ATLANTA FALCONS 31, CAROLINA PANTHERS 10: The Falcons made like BTO and took care of business.
SAN FRANCISCO 49ERS 40, SEATTLE SEAHAWKS 21: The Niners team many of us thought we were going to see in 2010 showed up and pasted a division foe at the ‘Stick. Why are they so incapable of playing like this from week to week? I’ve said it many times- consistency is the difference between garbage and greatness in the NFL. Speaking of which, Seahawks…you go to the garbage pile this week. Not the first time, not the last in 2010. Somehow, the ‘Hawks are still tied with the Rams for first place in the sorry NFC West at 6-7. Gross.
NEW ORLEANS SAINTS 31, ST. LOUIS RAMS 13: About what I thought. Sam Bradford moved the Rams decently, but made a couple of big mistakes, including a 96-yard pick six by Malcom Jenkins, who baited the rookie into making a throw outside the left seam just a second too late, snatched it, and took it to The House. Meanwhile, don’t look now, but the Saints are 10-3, and you’re only not noticing because the Falcons are 11-2. New Orleans never trailed and won their sixth straight. They’re getting healthy at the right time, are starting to make more plays on defense, and are a threat to win it all once again.
ARIZONA CARDINALS 43, DENVER BRONCOS 13: I have literally no idea why Kyle Orton was still in this game in the second half, because the Broncos certainly weren’t. Cardinals rookie QB John Skelton didn’t put up any numbers, but then he didn’t have to, did he? He did, however, look relatively poised and kept the offense moving. He even got the ball to Larry Fitzgerald 6 times for 72 yards, something Derek Anderson and Max Hall had struggled at times to do.
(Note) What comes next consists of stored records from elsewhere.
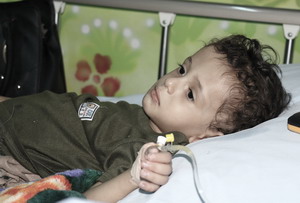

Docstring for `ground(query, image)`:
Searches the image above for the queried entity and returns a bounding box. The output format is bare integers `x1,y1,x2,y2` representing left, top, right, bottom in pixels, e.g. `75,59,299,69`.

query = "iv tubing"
161,144,209,203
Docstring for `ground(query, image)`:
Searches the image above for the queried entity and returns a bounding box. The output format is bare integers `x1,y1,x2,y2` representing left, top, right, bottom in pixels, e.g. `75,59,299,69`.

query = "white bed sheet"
120,64,300,203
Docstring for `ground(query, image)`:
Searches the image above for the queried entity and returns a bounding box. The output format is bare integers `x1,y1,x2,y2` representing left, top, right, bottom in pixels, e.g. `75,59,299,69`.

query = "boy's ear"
189,128,224,143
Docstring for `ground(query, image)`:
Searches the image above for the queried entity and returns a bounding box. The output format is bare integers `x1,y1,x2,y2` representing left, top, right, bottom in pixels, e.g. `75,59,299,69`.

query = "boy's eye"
187,89,194,101
178,65,186,75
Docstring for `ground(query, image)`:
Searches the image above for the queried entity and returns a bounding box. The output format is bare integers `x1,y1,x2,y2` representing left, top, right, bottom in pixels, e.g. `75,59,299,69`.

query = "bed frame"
55,0,300,78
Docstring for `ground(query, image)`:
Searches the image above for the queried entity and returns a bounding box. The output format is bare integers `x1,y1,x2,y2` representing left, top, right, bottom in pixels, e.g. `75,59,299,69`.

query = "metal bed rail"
55,0,300,77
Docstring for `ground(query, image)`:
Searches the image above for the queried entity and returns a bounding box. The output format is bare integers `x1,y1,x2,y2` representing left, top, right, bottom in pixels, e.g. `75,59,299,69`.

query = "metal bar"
64,0,300,25
158,26,169,79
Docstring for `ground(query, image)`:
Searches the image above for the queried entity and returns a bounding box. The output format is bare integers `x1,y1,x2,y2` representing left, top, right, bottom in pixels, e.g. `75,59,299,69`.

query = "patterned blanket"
0,169,101,203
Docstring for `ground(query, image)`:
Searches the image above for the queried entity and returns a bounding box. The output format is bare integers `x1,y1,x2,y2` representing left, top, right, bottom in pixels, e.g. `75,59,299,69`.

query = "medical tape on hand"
130,142,157,185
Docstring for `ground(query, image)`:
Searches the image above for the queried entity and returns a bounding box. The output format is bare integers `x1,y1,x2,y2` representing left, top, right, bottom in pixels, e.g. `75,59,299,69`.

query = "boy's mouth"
151,87,160,105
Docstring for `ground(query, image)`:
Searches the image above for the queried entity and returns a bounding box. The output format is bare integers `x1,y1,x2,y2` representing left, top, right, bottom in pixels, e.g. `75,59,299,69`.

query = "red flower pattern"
75,53,121,96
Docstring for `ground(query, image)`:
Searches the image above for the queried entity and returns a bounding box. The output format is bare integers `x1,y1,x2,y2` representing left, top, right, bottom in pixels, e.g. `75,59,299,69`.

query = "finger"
145,152,172,163
142,160,172,175
139,180,160,192
141,169,169,185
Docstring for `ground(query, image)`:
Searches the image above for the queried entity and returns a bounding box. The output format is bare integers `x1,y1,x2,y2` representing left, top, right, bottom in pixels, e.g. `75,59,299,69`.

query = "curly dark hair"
206,35,291,134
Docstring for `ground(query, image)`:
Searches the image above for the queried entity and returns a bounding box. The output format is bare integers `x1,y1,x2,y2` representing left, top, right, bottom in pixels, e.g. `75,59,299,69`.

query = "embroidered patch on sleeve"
78,102,99,121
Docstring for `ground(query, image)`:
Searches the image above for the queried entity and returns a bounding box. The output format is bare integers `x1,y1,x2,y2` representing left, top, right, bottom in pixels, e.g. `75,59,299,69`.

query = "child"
0,35,290,202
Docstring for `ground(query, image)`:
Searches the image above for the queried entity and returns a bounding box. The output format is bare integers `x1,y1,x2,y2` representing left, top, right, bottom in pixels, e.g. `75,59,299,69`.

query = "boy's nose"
165,78,178,94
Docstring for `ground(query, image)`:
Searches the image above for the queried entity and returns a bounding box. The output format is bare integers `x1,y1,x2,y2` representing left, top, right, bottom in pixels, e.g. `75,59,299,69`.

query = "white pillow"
120,64,300,203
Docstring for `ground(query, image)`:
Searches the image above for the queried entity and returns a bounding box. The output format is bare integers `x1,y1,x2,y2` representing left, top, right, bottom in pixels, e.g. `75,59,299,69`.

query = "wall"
0,0,300,96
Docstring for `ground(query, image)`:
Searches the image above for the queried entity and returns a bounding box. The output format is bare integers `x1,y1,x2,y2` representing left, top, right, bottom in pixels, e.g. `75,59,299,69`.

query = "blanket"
0,169,102,203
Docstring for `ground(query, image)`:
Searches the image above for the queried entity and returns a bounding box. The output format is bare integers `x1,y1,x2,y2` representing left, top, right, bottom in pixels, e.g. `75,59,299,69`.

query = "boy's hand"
139,147,172,192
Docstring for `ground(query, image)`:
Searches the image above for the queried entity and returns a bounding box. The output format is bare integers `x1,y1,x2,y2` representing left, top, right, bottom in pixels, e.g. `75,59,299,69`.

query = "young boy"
0,35,290,202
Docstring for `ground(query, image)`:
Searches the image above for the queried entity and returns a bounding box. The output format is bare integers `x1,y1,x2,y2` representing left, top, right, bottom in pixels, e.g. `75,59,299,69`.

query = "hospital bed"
54,0,300,203
3,0,300,203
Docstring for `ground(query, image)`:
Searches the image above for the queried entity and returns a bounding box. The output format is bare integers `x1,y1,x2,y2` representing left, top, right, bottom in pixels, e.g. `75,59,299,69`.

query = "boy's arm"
84,149,172,202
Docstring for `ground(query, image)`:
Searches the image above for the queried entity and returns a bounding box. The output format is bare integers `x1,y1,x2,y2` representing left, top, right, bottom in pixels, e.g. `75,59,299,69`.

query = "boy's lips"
151,87,160,105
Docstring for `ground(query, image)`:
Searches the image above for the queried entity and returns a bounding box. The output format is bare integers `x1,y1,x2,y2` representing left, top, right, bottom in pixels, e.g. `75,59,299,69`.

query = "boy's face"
143,47,232,142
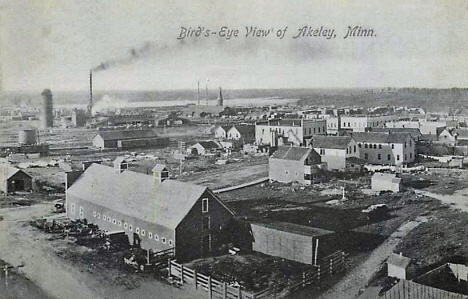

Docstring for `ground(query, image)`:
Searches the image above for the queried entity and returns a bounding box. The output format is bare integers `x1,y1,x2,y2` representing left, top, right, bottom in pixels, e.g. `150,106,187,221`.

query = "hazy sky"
0,0,468,90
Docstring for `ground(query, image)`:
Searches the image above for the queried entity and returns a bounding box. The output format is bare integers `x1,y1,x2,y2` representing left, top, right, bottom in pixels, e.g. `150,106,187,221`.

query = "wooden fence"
168,251,346,299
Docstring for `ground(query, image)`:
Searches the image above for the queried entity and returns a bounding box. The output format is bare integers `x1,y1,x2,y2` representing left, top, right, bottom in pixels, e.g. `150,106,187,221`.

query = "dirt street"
0,204,206,299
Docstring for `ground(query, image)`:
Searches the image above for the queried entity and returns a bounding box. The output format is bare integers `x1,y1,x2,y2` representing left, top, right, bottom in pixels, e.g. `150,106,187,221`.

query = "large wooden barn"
66,164,233,260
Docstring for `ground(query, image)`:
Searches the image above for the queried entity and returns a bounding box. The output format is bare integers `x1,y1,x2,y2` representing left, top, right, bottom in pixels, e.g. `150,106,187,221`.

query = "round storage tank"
18,130,37,144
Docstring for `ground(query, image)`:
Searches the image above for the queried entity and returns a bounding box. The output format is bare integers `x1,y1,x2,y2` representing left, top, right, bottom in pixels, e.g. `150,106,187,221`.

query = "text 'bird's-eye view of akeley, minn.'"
0,0,468,299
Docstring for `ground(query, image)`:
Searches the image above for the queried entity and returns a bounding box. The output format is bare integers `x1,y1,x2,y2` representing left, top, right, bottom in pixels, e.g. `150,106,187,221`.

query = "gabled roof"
231,125,255,135
270,146,318,161
312,135,352,149
67,164,212,229
350,132,411,143
95,130,158,141
387,253,411,268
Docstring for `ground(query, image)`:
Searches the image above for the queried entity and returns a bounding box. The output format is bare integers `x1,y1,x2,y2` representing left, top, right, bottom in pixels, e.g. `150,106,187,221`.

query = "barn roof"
387,253,411,268
252,222,334,237
96,130,158,141
67,164,207,229
312,136,352,149
350,132,411,143
270,146,315,161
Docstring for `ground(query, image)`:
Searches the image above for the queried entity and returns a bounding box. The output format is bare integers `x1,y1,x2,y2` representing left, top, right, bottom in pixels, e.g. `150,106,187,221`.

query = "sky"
0,0,468,91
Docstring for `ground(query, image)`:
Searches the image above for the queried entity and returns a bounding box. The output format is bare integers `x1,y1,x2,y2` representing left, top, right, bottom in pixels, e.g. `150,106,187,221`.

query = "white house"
352,132,416,165
371,172,401,193
311,136,359,171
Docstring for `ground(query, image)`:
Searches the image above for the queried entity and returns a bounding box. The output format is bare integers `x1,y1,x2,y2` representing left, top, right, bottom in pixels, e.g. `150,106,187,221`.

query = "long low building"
66,163,233,260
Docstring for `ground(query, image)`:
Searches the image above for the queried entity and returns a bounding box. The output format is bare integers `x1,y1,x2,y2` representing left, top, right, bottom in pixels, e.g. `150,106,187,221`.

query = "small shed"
387,253,411,279
371,173,402,193
0,164,32,193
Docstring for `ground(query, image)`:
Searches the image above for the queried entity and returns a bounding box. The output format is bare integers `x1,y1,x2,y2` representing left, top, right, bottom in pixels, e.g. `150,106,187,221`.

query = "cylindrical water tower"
18,129,37,145
41,89,54,129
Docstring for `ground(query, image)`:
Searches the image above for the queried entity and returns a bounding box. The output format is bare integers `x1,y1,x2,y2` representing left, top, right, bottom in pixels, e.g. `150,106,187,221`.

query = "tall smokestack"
88,70,93,114
41,89,54,129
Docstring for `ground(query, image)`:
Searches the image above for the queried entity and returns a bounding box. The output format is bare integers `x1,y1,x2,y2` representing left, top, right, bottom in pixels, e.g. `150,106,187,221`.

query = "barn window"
202,217,210,230
202,198,208,213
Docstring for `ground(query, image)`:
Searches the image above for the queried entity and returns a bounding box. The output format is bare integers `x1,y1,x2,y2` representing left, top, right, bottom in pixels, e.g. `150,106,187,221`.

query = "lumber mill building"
66,163,234,260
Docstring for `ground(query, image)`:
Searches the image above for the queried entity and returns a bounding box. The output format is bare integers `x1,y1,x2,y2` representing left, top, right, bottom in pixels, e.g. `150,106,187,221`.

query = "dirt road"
0,204,207,299
320,217,427,299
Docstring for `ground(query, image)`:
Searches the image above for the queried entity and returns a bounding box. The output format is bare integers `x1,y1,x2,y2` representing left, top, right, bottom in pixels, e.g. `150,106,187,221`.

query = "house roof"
252,222,334,237
372,128,422,140
270,146,315,161
350,132,410,143
67,164,212,229
312,136,352,149
231,125,255,135
387,253,411,268
96,130,158,141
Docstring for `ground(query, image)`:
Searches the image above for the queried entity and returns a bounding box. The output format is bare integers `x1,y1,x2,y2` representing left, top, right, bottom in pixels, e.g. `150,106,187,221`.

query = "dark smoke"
91,42,157,72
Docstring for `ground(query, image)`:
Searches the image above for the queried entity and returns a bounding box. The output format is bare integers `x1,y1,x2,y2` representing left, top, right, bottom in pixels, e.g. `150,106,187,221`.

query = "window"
202,198,208,213
202,217,210,230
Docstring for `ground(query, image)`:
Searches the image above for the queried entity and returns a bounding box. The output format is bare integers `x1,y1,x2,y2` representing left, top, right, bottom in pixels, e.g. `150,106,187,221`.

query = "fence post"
180,264,184,284
167,258,171,277
208,276,213,299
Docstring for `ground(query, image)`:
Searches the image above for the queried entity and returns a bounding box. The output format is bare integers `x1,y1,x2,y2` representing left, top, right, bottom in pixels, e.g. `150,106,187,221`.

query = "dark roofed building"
268,146,323,185
93,130,167,149
66,164,233,260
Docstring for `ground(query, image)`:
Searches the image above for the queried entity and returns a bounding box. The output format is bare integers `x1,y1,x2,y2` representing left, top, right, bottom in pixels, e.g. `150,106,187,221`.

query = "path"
414,188,468,212
0,204,206,299
319,217,427,299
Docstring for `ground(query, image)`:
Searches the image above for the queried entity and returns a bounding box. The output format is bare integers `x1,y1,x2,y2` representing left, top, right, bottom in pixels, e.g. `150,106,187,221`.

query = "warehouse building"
66,163,233,260
93,130,169,149
251,222,334,265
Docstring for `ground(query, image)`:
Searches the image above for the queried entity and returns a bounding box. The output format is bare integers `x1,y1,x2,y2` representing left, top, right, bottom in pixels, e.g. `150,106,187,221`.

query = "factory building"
93,130,169,149
66,164,233,260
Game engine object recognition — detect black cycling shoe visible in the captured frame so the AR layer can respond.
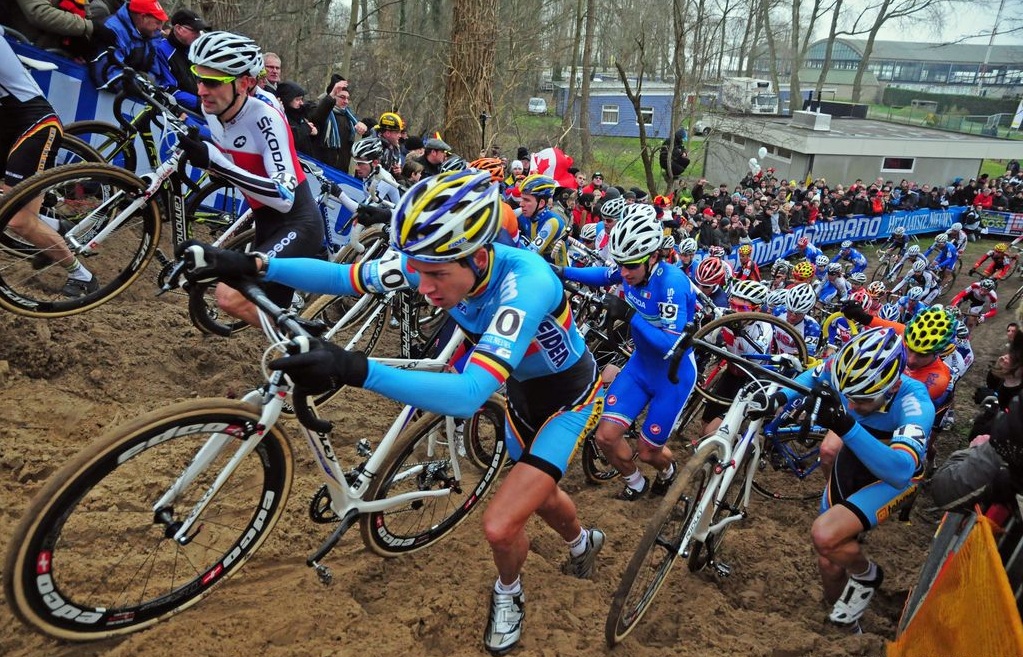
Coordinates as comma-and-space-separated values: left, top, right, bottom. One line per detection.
650, 462, 678, 497
615, 477, 650, 501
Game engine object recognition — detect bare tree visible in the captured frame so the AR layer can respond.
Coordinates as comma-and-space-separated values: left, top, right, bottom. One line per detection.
444, 0, 497, 154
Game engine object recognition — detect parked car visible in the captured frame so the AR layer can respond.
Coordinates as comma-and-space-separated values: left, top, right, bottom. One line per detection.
526, 98, 547, 115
Tim Hightower had a big game statistically, but much of it was in garbage time as the Cardinals defense just confounded the Donkeys (hey, you’re 3-10. Wear it.) all afternoon. Wouldn’t it be funny if the new Broncos coach, whomever he turns out to be, wanted to draft Cam Newton?
Enjoy the Monday Night doubleheader. Oh, and Minnesota: it was a lovely 80 degrees and crystal clear here in SoCal today. Think Zygi noticed as he was mentally noting how much it would cost to put a new baggy on that dinosaur? I bet he did.